A call for community discourse among members of Stone-Campbell Restoration Movement.

Many members of Churches of Christ (CofC), particularly younger members and perhaps especially students preparing for ministry, are faced with growing uncertainty about the legitimacy of the Restoration Plea and the shape, limits, and direction of the CofC inasmuch as those are results of that Plea. The recent proliferation of publications focused on the identity and characteristics of the CofC past, present, and future has heightened self-awareness and allowed questions about the legitimacy or appropriateness of Restoration to become more focused and demanding. These writings provide many points of departure for the dialogue among members of the CofC, but other factors contribute to the urgency of the need for substantial community interaction.

  • The general, rapid movement of CofCs toward mainstream Evangelicalism, for better or worse, is one such factor.
  • The cultural milieu of postmodernism that is, in many ways, divergent from the modernist context in which CofC were planted and flourished raises many more questions
  • On a similar note, the steady decline of the CofC in the U.S. gives cause for rigorous self-evaluation as well.
  • Amid many other possible factors, one more certainly increases the need for dialogue

A significant portion of the future leadership of the CofCs stands poised to make decisions about what it means to minister among God’s people and what it means to be the church in light of often reductionistic, arrogant, and sectarian tendencies among the CofCs on one hand and many wholesome and hopeful options outside the RM on the other. Loyalty to a tradition is an insufficient basis for this decision. Commitment by way of loyalty is out of step with the RM in any event, for if there seems a “better” way of being the church, the Restoration impulse is to pursue it at all cost, including tradition.

In one sense, then, if future leaders (and others) are leaving the CofC because the tradition is unwilling to continue the work of restoration, they are not leaving the RM but rather the CofC has left it. This all begs the question: What is Restoration? That question stands at the heart of the NR dialogue, as does the assumption that what it has been is not necessarily what it should be. The answer(s) will clarify what value or contribution the RM has within greater Christianity, what distinguishes and will distinguish it from non-Restoration branches of Christianity, whether it is capable of engaging the postmodern world, what its steady decline signals, and many other important matters.
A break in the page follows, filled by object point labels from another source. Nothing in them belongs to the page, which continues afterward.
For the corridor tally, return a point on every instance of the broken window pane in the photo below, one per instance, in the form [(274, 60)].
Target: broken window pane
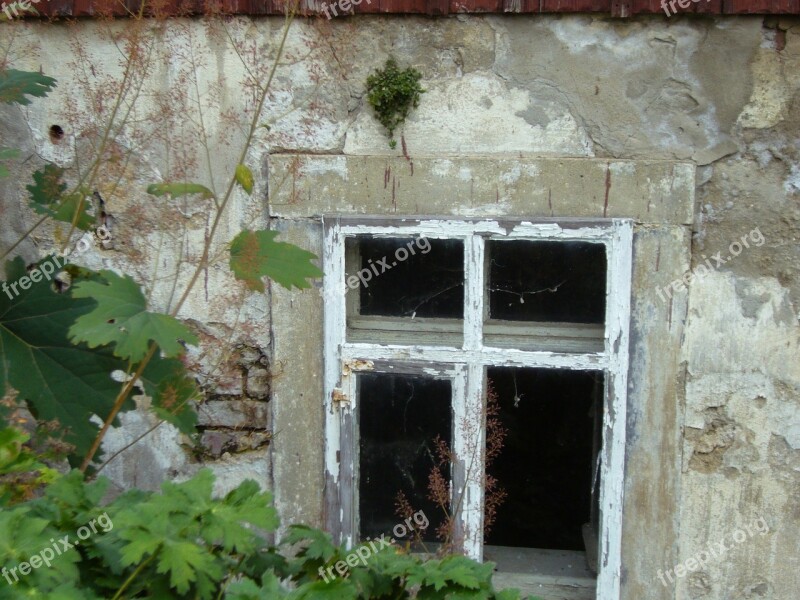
[(547, 281), (400, 418), (547, 458), (405, 277)]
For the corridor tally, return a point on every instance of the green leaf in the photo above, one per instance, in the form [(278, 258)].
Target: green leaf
[(121, 317), (47, 199), (244, 177), (255, 254), (183, 561), (7, 154), (178, 189), (16, 85), (338, 589), (47, 188), (58, 379), (318, 544)]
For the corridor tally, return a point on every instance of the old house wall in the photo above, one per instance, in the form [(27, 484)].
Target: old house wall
[(714, 411)]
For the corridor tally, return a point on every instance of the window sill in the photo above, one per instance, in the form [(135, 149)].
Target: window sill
[(548, 574)]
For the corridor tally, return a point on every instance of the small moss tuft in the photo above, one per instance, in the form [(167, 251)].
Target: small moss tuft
[(392, 93)]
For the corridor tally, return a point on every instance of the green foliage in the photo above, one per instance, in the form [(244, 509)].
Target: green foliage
[(183, 543), (244, 177), (7, 154), (47, 198), (121, 318), (21, 472), (67, 381), (176, 190), (255, 254), (15, 86), (392, 93)]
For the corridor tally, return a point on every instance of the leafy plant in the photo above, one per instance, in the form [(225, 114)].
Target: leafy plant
[(184, 543), (16, 86), (392, 93)]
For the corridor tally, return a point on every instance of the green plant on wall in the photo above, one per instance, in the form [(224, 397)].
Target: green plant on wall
[(392, 93)]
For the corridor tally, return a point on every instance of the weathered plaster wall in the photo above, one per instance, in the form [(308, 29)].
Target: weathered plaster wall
[(722, 93)]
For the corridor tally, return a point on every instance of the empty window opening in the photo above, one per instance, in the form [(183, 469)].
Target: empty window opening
[(547, 462), (547, 281), (400, 417), (407, 277)]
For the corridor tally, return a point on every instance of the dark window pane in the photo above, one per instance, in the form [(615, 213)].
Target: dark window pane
[(399, 418), (547, 281), (409, 277), (545, 465)]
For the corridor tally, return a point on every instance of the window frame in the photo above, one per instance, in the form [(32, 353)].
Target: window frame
[(467, 367)]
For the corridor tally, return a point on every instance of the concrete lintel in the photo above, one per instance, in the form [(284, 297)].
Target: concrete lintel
[(649, 191)]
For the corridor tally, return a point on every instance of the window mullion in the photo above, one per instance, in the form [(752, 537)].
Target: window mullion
[(474, 248), (468, 409)]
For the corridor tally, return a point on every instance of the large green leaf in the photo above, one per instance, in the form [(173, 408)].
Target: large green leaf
[(15, 86), (255, 254), (47, 198), (121, 317), (71, 382)]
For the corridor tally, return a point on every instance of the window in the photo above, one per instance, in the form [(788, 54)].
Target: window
[(422, 318)]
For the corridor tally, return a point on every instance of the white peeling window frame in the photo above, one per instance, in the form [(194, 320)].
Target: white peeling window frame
[(466, 367)]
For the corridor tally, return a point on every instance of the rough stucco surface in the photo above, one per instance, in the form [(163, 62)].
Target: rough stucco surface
[(713, 437)]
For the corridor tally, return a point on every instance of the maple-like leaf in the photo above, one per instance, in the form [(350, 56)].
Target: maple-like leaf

A vision for the future of the RM.

Inherent in the concept of NR is a tension between what is and what should be, between tradition and vision, between already and not yet. “Neo” is indicative of a passionate, unrelenting pursuit of greater coherence to the kingdom that has broken in with Jesus of Nazareth and is breaking in through God’s ongoing initiative. This is not a backward-looking, precedent-bound way of being. Instead, NR is the struggle to discern and participate in the new thing God is doing. It is the eschatological orientation toward “the restoration of all things” (Acts 3:21) that redefines Restoration for us in terms of what God has yet to do.
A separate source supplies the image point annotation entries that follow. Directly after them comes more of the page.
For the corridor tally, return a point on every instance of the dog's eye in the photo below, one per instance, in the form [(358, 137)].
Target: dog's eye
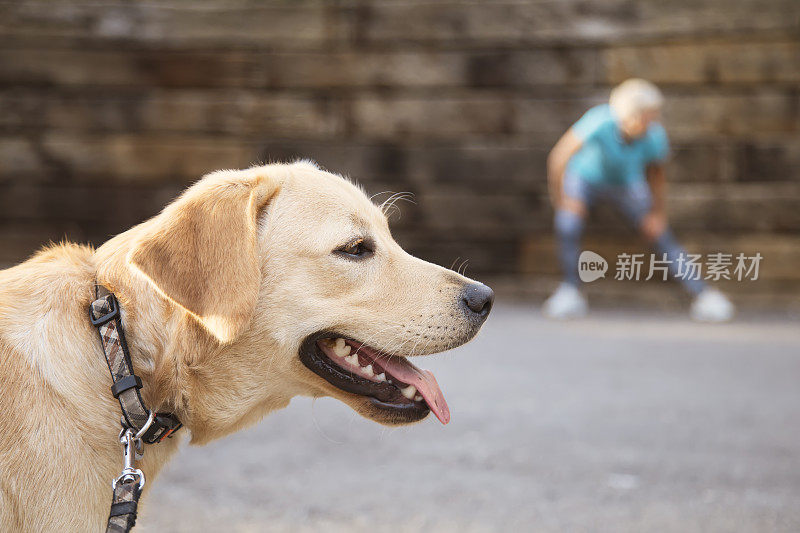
[(355, 249)]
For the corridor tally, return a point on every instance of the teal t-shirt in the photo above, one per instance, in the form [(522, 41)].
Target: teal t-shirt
[(605, 157)]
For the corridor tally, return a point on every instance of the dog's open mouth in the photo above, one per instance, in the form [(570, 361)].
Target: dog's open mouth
[(391, 382)]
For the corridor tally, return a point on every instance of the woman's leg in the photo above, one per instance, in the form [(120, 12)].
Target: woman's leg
[(635, 201), (569, 224)]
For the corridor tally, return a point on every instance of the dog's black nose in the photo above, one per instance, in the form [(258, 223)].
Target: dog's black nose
[(477, 300)]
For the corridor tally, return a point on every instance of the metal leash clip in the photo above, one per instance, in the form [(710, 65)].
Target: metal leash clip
[(131, 451)]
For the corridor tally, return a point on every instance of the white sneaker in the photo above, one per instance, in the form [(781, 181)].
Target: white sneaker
[(711, 306), (566, 302)]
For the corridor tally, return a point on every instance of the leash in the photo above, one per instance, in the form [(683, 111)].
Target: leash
[(139, 424)]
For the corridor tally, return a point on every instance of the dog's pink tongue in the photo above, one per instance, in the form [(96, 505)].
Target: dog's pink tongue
[(423, 380)]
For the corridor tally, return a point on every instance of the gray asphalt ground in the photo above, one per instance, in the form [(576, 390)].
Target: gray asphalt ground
[(618, 422)]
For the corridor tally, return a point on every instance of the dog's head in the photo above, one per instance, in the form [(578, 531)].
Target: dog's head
[(300, 289)]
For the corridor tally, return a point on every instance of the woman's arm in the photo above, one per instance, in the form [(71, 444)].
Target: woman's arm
[(655, 222), (567, 146)]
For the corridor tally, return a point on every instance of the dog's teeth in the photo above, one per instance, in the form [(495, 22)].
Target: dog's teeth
[(409, 391)]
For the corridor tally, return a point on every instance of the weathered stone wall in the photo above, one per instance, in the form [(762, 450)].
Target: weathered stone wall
[(108, 109)]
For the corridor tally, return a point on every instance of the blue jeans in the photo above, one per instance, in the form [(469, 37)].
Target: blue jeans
[(634, 201)]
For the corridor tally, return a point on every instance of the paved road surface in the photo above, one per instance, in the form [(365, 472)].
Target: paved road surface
[(620, 422)]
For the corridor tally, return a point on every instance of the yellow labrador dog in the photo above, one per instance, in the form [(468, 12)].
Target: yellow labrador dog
[(252, 287)]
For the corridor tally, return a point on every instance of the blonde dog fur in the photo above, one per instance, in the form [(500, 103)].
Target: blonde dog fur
[(217, 292)]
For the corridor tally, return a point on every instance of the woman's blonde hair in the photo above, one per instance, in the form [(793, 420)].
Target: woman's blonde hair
[(635, 96)]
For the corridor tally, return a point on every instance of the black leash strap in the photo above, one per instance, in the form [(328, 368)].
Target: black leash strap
[(139, 424), (150, 427), (127, 487)]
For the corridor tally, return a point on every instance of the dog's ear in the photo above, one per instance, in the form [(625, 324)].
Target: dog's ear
[(201, 252)]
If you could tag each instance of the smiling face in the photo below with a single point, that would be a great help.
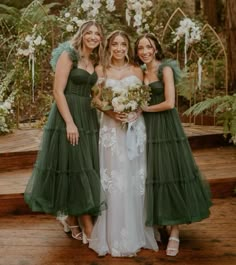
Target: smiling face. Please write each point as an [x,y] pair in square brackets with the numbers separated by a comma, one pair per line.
[146,50]
[91,37]
[118,47]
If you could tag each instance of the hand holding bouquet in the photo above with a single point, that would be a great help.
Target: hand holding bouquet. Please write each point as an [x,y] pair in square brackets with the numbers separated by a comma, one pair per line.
[127,100]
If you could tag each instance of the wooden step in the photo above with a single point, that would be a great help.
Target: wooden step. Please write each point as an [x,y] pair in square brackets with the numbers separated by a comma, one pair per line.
[39,240]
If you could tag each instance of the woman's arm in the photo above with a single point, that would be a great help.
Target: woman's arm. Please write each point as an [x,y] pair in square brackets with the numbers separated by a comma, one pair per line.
[169,87]
[62,72]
At the same time, “Restoration” is necessarily rooted in what was. Even in regard to the eschatological dimension, God’s unfulfilled intention is his initial intention. For NR, there is necessary and appropriate continuity with the historical RM. Thus, in the very act of acknowledging the RM as a legitimate church tradition, NR reshapes the restorationism with which it is continuous—a restorationism that sought to reject all tradition and would not (or could not) admit its own tradition. By claiming continuity with the RM, NR creates discontinuity.
This is merely demonstrative of the many healthy tensions that characterize NR. NR, therefore, is not an attempt to separate from the RM but a hopeful vision of reforming it—of restoring it. It is a vision predicated on the many positive facets of the RM—some of which were actualized in history, some of which have been obscured, and some of which merely remained dormant potentialities. It is a vision inspired by the hopeful progressiveness and adaptability inherent in the RM’s commitment to pursue God’s original, ultimate intentions at all cost.